GY!BE is one of those groups that’s as beloved as they are difficult to describe. The sprawling ensemble (by rock standards, anyways) counts at least ten different members, past and present, nine of whom appear on their most recent release. Their songs regularly push past the 20 minute mark, and are essentially instrumental save for the disquieting or poignant spoken word recordings they weave into their music. These touch on the apocalyptic, the incantatory, and the melancholic, painting a picture of a life on the edge, of wasteland traversal or a grief-infused psychic descent:
“When you penetrate to the most high god, you won’t believe you’re mad. You won’t believe you’ve gone insane.”
“The car’s on fire, and there’s no driver at the wheel. And the sewers are all muddied with a thousand lonely suicides. And a dark wind blows.”
“We used to sleep on the beach here. Sleep overnight - they don’t do it anymore. Things change, see. They don’t sleep anymore on the beach.”
Their music sits in a unique pocket between (deep breath): late ‘90s post rock, the evocative sound paintings of Ennio Moricone, Appalachian folk and sacred harp singing, stoner and doom metal (particularly Berkeley’s Neurosis) as well as the proudly ragged grooves of Sweden’s Pärson Sound, Wagner’s sense of scale and mythic drama, the blistering hymns of Albert Ayler, the “new weird America” of No Neck Blues Band and Sunburned Hand of the Man and many, many others.
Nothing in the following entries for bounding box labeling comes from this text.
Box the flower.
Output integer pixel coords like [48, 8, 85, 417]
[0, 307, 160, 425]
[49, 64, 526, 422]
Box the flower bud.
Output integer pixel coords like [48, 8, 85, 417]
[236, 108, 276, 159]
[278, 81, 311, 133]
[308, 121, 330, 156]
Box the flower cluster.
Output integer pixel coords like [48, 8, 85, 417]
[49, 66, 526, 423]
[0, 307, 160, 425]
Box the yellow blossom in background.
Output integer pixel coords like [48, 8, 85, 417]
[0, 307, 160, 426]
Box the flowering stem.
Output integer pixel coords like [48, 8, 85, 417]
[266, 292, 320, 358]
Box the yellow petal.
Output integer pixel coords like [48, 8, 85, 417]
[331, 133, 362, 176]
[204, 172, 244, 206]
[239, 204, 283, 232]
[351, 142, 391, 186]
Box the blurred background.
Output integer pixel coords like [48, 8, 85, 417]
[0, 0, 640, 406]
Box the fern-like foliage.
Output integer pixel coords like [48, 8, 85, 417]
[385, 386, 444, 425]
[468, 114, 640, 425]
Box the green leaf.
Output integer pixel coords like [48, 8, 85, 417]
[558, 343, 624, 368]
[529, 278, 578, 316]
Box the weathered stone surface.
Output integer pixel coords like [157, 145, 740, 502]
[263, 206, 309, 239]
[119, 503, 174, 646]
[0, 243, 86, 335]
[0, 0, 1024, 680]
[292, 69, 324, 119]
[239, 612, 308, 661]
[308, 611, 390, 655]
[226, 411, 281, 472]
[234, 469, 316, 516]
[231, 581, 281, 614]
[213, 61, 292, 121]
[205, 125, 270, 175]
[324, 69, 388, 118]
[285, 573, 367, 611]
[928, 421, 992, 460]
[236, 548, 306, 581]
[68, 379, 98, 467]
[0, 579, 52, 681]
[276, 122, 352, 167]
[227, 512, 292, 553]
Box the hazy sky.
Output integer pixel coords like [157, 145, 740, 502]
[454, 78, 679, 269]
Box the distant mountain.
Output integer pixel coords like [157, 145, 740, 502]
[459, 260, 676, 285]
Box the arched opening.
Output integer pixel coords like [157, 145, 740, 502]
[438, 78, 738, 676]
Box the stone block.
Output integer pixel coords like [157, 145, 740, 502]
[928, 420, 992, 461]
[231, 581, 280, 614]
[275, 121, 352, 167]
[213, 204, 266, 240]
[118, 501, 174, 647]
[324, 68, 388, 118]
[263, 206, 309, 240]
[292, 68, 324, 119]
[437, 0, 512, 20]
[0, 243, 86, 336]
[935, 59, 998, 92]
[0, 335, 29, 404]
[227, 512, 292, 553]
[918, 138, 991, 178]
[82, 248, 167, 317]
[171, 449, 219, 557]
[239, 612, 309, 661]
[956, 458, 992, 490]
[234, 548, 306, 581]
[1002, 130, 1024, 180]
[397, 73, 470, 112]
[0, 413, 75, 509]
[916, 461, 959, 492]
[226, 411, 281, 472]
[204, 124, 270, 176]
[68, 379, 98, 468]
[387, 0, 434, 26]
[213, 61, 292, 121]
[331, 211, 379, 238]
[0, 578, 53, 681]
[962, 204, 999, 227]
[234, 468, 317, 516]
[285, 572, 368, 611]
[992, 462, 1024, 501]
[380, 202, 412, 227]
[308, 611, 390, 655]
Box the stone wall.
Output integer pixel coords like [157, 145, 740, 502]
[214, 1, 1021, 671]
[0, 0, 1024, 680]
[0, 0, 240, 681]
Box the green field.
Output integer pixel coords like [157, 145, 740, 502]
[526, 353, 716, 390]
And yet they stand alone. At the time of their formation, Chicago’s Tortoise and their innumerable offshoots and affiliates loomed large in the field of instrumental rock, charting an evolution out of punk with sophisticated arrangements and a minimalistic, jazzy touch. By contrast, Godspeed was, and remains, steeped in the mossy dampness of the Canadian forests, their suites imbued from the start with the urgency of impending climate disaster, the horrors of the neoliberal war machine and the a sense of righteous alienation from the music industry and its cycles of hype. It’s no surprise that Danny Boyle used their music in “28 Days Later,” his gritty, genre-redefining zombie/pandemic horror film. Few bands articulate raging against the dying light quite like Godspeed.
Godspeed’s tracks unfold patiently. Often, a gentle musical figure will unfurl gradually, layers gracefully draping over each other with clear, unhurried intention. The drama builds as lone voices in the background mimic distant wails or map an eerily spacious landscape. The ensemble escalates with such purpose that it’s never boring; a Godspeed intro would be a standout track for any number of lesser bands. From there, they’re able to launch into some of the heaviest climaxes of our time. The “crescendo rock” boom that followed in their wake gave us a sea of bands that attempted to hit those same highs with a well-stocked pedal board and a lot of delay. Godspeed sets the standard instead with their exquisite arrangements and group chemistry. Just when you think they’ve hit the ceiling, they’re able to raise the stakes even more.
Check out “Static” from their landmark “Lift Your Skinny Fists Like Antennas To Heaven.” Between 7:30-11:30, the track inches towards a massive release, teasing out a tense glockenspiel line which gives way to searing, overlapping cries from a pair of distortion-crunched guitars. But this is just the prelude for an even more seismic moment that comes at the just past the 16 minute mark, when their intricately interwoven strings come together in a massive freakout that stands alongside the most cathartic hardcore band’s best mosh part.
Taken as a whole, their albums are legible largely as protest music, showing a clear affinity for anarchist collectives, eco activist groups, punk squats and your local Food Not Bombs chapter. Flipping through the art for “Lift Your Skinny Fists,” you see exactly what they’re about: woodcuts of Benjamin Franklin with a skull for a face, quietly cutting off a man’s hands; black helicopters low in the sky; a sweaty punk show; an end times manifesto scrawled in Sharpee; the NJ Turnpike. It’s diaristic but fervent, and hits harder for its blend of the direct with the ephemeral. Perhaps what makes their music so resonant is the way they give voice to the particular joys and anguish of countercultural fringes, transforming anti-establishment impulses into something monumental, luminous and transcendent. Their protest comes straight from the soul, skipping sloganeering and policy critiques, instead giving voice to a wordless, yet poetic howl of raw, resplendent humanity.